Priscilla Murolo

BA, Sarah Lawrence College. MA, PhD, Yale University. Special interest in US labor, women’s, and social history; author, The Common Ground of Womanhood: Class, Gender, and Working Girls’ Clubs; co-author, From the Folks Who Brought You the Weekend: A Short, Illustrated History of Labor in the United States; contributor to various encyclopedias and anthologies and to educational projects sponsored by labor and community organizations; reviewer for Journal of American History, Journal of Urban History, International Labor and Working Class History, and other historical journals; contributor and editorial associate, Radical History Review; recipient of Hewlett-Mellon grants. SLC, 1988–

Previous Courses

MA Women’s History

Class, Race, Gender, Work: Readings in US Labor History

Graduate Seminar—Year

This course explores American labor systems and labor struggles from the colonial era to the present. Core topics include slavery and other forms of bondage, as well as wage work, the enduring legacy of settler-colonial regimes, and intersections of class, racial, and gender hierarchies.
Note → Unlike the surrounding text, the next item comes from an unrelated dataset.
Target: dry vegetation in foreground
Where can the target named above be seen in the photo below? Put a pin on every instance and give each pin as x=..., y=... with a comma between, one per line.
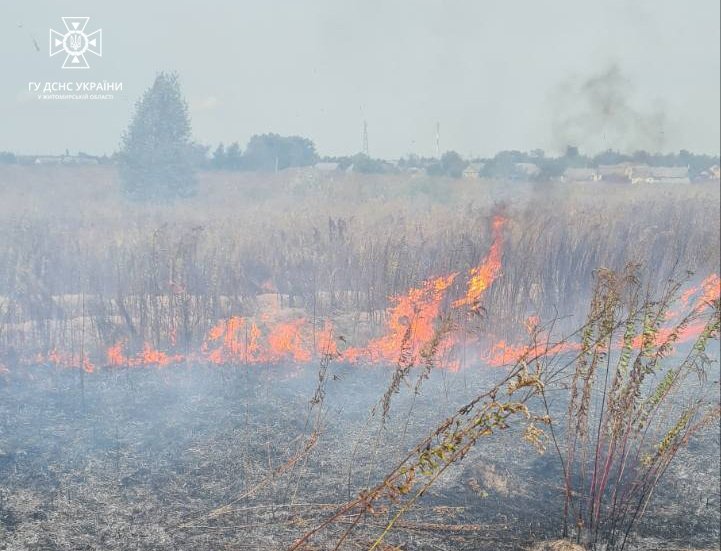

Along the way, we will focus especially on the complex relationship between oppression and collective forms of resistance—from slave revolts to political parties, from bread-and-butter unionism to revolutionary movements, and from immigrant worker centers to campaigns for gay and lesbian rights. Readings include fiction, autobiography, and scholarship ranging from classics such as W. E. B. Du Bois’s Black Reconstruction to recent work on labor issues and labor organizing in the 21st century.

Faculty

Thesis Seminar in Women’s and Gender History

Graduate Seminar—Year

This yearlong course is designed for students who are writing MA theses in women’s and gender history. We will discuss the historiographical dimensions of thesis work; assess various research methods, interpretive models, and theories of history; and grapple with practical questions about writing and documentation. Readings include historical scholarship, theoretical works, and research guides. At critical junctures, students will also read and evaluate one another’s work.